Insomnia in the elderly, a pending subject
Insomnia in geriatric patients is a frequent pathology, which often goes unnoticed and is not given the necessary attention by carers and professionals.
Complaints of sleep-related problems are not as frequent, and complaints of other accompanying symptoms should alert the clinician, as atypical presentation is common. Old age, female gender, widowhood or separation are risk factors for insomnia. Detection is important because of the consequences on the quality of life, walking disorders and disability it generates, as well as an increase in cardiovascular risk, mortality and precipitating or prolonging chronic pathologies.
The first thing to do is to find out about the changes that occur during ageing in the sleep process by reducing deep sleep, increasing night-time awakenings and becoming more fragmented, increasing latency time (time until sleep starts), time spent in bed and increasing naps, as well as certain psychosocial changes such as socio-economic status, housing conditions, isolation, social network, hobbies.
Because of the importance of this, it is important to document the chronology, the accompanying symptoms, and to use the sleep diaries to assess life habits, problems at the beginning, maintenance of sleep or early awakening. As well as the actual consequences on the person's daily functioning. The information that the partner can provide is also relevant, as are the therapeutic measures that have been taken. When all the information has been gathered, the presence of a primary or secondary sleep disorder must be assessed in relation to different medical (chronic pain, dyspnoea, nocturia), psychological (affective disorders, anxiety, psychotic, personality disorders) or medical (corticoids, diuretics, adrenergic blockers) pathologies.

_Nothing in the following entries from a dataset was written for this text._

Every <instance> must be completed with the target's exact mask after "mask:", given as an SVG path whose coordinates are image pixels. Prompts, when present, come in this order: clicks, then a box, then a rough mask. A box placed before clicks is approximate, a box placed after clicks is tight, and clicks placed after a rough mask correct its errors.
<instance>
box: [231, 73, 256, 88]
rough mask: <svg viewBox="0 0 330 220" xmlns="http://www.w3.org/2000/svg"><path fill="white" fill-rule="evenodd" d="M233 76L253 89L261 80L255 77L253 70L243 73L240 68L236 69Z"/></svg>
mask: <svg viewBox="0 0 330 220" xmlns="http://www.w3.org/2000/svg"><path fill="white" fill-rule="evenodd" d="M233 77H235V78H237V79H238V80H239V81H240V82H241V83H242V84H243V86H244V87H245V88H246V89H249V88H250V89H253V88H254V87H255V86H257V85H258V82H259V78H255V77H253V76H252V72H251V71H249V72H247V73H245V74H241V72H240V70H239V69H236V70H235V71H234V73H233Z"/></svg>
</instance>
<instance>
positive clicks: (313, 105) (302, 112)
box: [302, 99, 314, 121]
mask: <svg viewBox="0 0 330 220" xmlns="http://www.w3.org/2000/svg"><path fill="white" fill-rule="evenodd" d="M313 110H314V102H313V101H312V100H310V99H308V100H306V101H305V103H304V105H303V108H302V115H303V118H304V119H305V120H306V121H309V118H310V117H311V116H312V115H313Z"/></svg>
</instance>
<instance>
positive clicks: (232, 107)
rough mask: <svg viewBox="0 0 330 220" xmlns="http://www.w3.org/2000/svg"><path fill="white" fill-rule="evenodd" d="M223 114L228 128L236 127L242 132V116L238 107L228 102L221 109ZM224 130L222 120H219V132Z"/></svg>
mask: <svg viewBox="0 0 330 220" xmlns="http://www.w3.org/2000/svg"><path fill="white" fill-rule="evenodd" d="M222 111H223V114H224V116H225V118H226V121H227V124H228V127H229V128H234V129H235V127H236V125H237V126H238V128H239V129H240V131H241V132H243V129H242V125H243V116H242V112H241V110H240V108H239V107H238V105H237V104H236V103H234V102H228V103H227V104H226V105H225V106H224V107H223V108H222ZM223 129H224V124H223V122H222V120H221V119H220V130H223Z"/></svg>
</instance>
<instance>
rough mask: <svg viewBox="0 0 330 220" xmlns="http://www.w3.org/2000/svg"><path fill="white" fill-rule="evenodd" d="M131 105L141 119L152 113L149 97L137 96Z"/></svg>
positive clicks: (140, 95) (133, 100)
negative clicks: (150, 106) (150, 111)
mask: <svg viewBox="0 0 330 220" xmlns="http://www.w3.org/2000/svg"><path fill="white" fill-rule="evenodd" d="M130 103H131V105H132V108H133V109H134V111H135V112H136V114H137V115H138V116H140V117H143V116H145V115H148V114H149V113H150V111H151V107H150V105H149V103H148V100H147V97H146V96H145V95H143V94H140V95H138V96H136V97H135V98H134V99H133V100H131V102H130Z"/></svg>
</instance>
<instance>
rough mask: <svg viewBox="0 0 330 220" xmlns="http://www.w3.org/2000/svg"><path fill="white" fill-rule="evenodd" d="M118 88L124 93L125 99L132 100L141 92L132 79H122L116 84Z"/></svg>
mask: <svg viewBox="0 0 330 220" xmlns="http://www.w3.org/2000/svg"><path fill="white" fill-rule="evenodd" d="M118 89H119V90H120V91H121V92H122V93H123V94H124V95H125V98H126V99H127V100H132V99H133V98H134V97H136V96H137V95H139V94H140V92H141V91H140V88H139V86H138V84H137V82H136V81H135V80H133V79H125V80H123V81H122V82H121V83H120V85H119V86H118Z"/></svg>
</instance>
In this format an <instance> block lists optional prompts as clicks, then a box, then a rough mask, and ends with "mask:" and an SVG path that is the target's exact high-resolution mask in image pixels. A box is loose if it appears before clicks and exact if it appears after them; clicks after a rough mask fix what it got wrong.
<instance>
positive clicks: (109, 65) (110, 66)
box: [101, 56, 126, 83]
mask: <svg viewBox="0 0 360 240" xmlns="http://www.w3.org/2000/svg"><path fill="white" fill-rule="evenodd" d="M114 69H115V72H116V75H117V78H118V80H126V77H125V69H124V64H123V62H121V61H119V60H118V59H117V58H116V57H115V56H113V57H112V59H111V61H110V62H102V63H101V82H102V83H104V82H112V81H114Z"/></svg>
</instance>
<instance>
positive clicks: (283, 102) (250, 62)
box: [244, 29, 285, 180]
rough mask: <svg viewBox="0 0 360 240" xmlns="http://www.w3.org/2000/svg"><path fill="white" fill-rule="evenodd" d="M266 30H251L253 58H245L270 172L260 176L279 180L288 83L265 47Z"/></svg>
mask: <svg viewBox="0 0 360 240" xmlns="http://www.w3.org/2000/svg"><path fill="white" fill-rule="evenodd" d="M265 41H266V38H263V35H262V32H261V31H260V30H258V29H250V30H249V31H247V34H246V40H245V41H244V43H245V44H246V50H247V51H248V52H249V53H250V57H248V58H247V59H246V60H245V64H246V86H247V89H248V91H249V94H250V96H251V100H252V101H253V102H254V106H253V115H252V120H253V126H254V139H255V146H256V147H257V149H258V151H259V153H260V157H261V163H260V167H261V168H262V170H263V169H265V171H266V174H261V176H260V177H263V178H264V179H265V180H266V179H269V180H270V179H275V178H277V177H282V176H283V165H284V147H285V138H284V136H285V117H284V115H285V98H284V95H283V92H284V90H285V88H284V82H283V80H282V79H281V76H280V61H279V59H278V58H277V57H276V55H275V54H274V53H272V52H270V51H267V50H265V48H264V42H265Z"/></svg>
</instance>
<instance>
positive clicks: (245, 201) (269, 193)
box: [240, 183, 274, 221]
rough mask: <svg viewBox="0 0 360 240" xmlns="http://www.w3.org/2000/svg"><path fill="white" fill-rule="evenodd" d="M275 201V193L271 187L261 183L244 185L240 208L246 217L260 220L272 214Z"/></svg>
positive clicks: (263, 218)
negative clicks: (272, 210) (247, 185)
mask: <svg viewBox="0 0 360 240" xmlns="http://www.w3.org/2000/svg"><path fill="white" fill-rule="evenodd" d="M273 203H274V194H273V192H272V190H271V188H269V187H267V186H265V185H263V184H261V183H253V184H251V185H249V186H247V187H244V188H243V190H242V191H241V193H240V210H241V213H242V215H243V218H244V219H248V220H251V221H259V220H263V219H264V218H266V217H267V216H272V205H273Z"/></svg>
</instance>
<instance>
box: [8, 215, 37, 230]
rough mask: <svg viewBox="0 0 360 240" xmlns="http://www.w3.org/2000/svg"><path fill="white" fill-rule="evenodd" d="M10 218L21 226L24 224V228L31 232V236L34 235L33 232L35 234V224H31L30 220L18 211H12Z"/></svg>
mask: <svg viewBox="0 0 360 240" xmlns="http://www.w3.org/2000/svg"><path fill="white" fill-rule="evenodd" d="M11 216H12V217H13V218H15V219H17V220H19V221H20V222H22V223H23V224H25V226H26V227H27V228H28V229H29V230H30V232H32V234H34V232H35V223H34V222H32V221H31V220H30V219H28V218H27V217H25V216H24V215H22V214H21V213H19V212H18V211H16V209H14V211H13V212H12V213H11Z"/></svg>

Once a diagnosis has been made and the consequences for the patient or his/her environment are known, the therapeutic approach must focus on non-pharmacological or behavioural aspects, with pharmacological aids available at specific times, as the risk-benefit ratio of the different hypnotics in the long term is negative. Both in the community and in the social resources (Day Centres, Gerontology Centres) the availability of professionals who are able to offer structured cognitive-behavioral therapies, serves as a great support in educational aspects and in the control of stimuli to achieve realistic objectives, emphasizing hygienic sleep measures.
In the case of using hypnotics, they are indicated in short periods of time at the minimum effective dose, adapting the doses indicated for the elderly patient. It should be noted that although they are effective in acute insomnia, they only reduce the latency time by 10 minutes and the total sleep time by less than an hour, producing tolerance in the first weeks, with many risks for the elderly, especially if they are taken chronically in the form of balance and cognitive disorders with an increased risk of confusion. In the long term it is not known whether the interventions prevent cardiovascular risk or the risk of later depression. As always, the multi-component approach is the one that can provide the best performance and maximum safety in vulnerable populations.
Wilson et al. British Association for Psychopharmacology consensus statement on evidence based treatment of insomnia, parasomnia and circadian rythm disorder. Journal of Psychopharmacology 2010;24(11):1578-1600.
"The dream is an involuntary poetic art.